Local e-marketplace adds weight to backend services

Local plastics B2B portal, plasticscommerce.com seems to be taking the dot-com downturn in stride, serving more than 17,000 clients only about a year since they started. The next step? Add value.
Written by Samuel Quek, Contributor

Local plastics e-marketplace takes steps in adding backend features with partners

SINGAPORE - Less than a year after Plasticscommerce.com set up business, the company has already gotten more than 17,000 clients, according to CEO Ms Quek Mei Hsien.

And a number of them have gone to the B2B marketplace asking the company to aid them in their backend services to help with business.

In an effort to add to the value-chain of doing business with the portal, Plasticscommerce.com has tied up with Conduit, a New Zealand-based IT solutions provider. Together, the two companies will work at offering affordable B2B solutions over the Internet to clients involved in the regional and international plastics industry.

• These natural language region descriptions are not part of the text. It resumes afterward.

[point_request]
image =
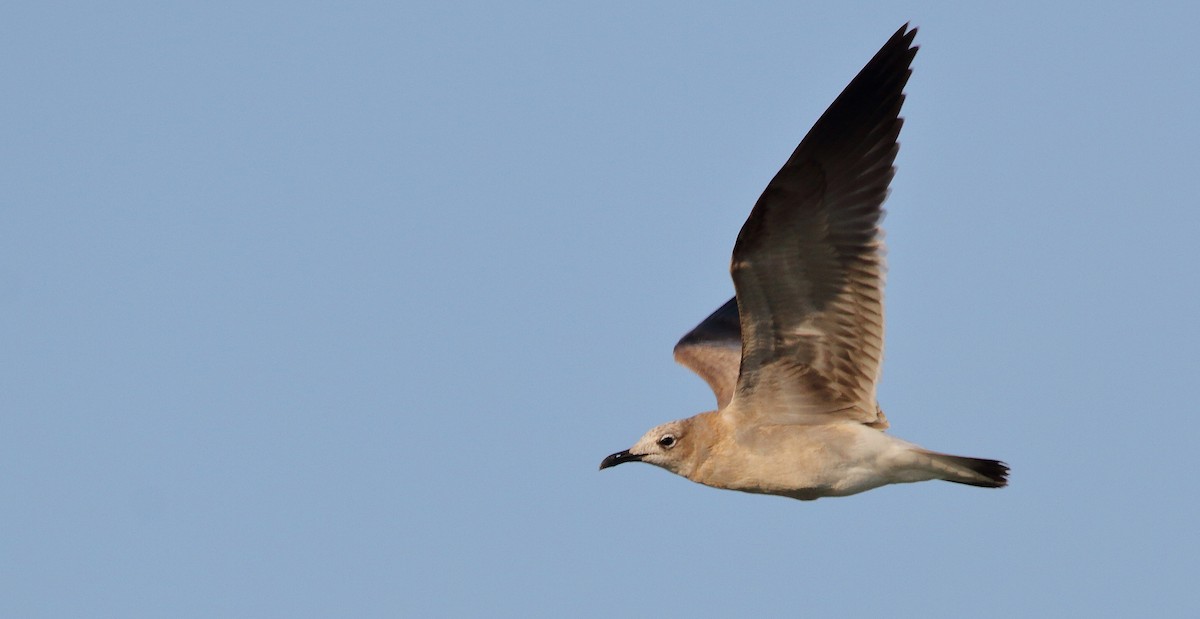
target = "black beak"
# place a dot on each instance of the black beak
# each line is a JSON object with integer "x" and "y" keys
{"x": 619, "y": 457}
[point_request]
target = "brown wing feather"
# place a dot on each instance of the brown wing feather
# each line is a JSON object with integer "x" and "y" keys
{"x": 808, "y": 264}
{"x": 713, "y": 349}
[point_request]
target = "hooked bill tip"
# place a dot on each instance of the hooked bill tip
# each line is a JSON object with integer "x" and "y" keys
{"x": 619, "y": 457}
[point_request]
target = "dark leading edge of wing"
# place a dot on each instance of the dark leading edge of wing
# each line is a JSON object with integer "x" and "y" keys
{"x": 808, "y": 264}
{"x": 713, "y": 349}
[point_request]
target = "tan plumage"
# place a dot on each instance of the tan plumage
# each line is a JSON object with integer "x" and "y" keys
{"x": 795, "y": 358}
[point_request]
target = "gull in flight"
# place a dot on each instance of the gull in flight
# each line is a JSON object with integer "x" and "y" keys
{"x": 795, "y": 358}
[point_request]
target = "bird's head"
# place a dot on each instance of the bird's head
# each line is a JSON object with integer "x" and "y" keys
{"x": 675, "y": 446}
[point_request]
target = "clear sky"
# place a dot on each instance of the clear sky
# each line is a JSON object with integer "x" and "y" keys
{"x": 333, "y": 310}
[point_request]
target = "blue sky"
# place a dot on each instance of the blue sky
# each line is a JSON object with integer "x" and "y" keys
{"x": 321, "y": 310}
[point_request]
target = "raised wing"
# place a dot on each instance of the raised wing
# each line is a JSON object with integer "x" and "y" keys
{"x": 714, "y": 350}
{"x": 808, "y": 264}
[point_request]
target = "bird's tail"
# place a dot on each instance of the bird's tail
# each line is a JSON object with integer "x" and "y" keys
{"x": 972, "y": 472}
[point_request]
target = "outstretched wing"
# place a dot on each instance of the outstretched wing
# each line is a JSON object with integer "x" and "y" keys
{"x": 808, "y": 264}
{"x": 714, "y": 350}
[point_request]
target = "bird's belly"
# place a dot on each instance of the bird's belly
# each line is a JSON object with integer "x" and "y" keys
{"x": 802, "y": 462}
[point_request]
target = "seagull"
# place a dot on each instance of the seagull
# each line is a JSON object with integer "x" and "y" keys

The solutions provided by Conduit are customizable to address multiple business processes, such as procurement, sales, service management and channel management.

The solutions can also be integrated with almost any back office system, claims Quek.

As the solutions are hosted on a web-based, ASP model, clients don't need to purchase their own software, but rather pay as they use the services.

The fees are dependant on the services that each client decides to use, and the revenue shared between both partners will also vary accordingly.

Conduit is a wholly owned subsidiary of Renaissance Corp., which is in turn listed on the New Zealand stock exchange. The B2B solutions provider has an extensive MNC client list, mainly of New Zealand and Australian origin, but little experience in the plastics industry.

Conduit CEO John Hayson said that the partnership ran in line with the company's strategy to develop alliances in Asia based on a blend of partners' domain knowledge and Conduit's own expertise.

The plastics portal has also recently signed up with local R&D institute, Gintic Institute of Manufacturing Technology to offer CAD conversion services over the Internet.

CAD conversion allows die, mold, and precision engineering companies to translate Computer Aided Design (CAD) files between 13 CAD and CAM (Computer Aided Manufacturing) systems.

CAD/CAM files are the traditional 3D formats that the manufacturing industry uses, and CAD/CAM software typically runs anywhere from US$10,000 to $500,000.

Clients wanting to use the service will be charged US$50 for the first megabyte, and an additional US$10 every Mb thereafter.

Upon completion of the conversion, clients are notified by email, whereupon their converted files can be downloaded.

Ms Quek said that the add-value services were sought after as a result of clients' feedback.